Bonds of Shimao climb on reports of regulatory supportwritten by Bella Palmer
A Shanghai Shimao Co Ltd bond that matures in January 2022 rose 11.7 percent, making it the top gainer on Shanghai Stock Exchange’s corporate bond market on Thursday
Bonds issued by a subsidiary of China’s Shimao Group Holdings rocked recently by concerns over the developer’s financial health climbed as much as 12 percent in Shanghai on Thursday, after local media reported that the city’s regulators have offered to help the embattled industry.
Sharp falls in Shimao's shares and debt this week were triggered by worries over an asset sale and cancelled apartment deals.
A Shanghai Shimao Co Ltd bond that matures in January 2022 rose 11.7 percent, making it the top gainer on Shanghai Stock Exchange’s corporate bond market on Thursday. It is still trading at 73.5 yuan ($11.54) though, compared with a face value of 100 yuan ($15.70), as the market prices in the chance of a default.
Most of Shimao’s other bonds in Shanghai also gained sharply, while Shimao Group shares bounced back more than 6 percent in morning trading in Hong Kong.
Regulators in Shanghai, including local branches of the People’s Bank of China and the China Banking and Insurance Regulatory Commission (CBIRC), held meetings with some real estate firms on Wednesday and on Dec. 9, local media, including the 21st Century Business Herald, reported.
At the meeting, regulators urged developers to assume their repayment obligations, while offering to help meet developers’ rational funding needs to help the firms manage their difficulties, according to the reports.
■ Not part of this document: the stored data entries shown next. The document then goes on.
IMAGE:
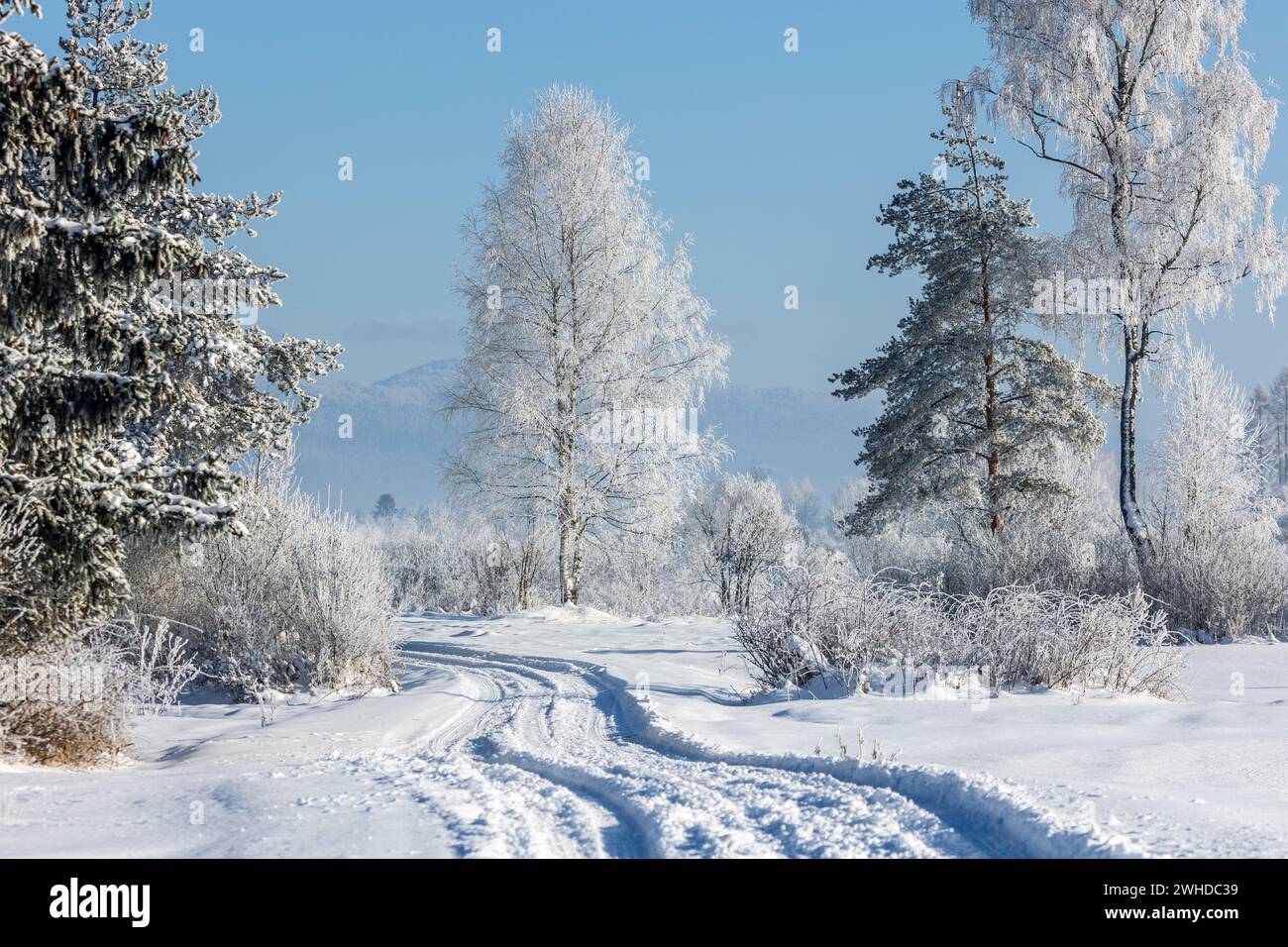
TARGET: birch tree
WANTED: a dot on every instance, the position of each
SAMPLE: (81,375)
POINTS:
(1159,129)
(588,352)
(974,408)
(1220,564)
Chinese developers have been under enormous strain during the year, with many grappling with a liquidity crunch as Beijing has pursued a relentless regulatory quest to reduce leverage of the heavily-indebted sector.
Chinese creditors filed suit against Evergrande from Aug. 24 to Dec. 9 over more than $13 billion in allegedly overdue payments, the Financial Times reported. The company isn’t able to repay so many creditors with its limited resources, the report cited an unidentified Evergrande executive as saying.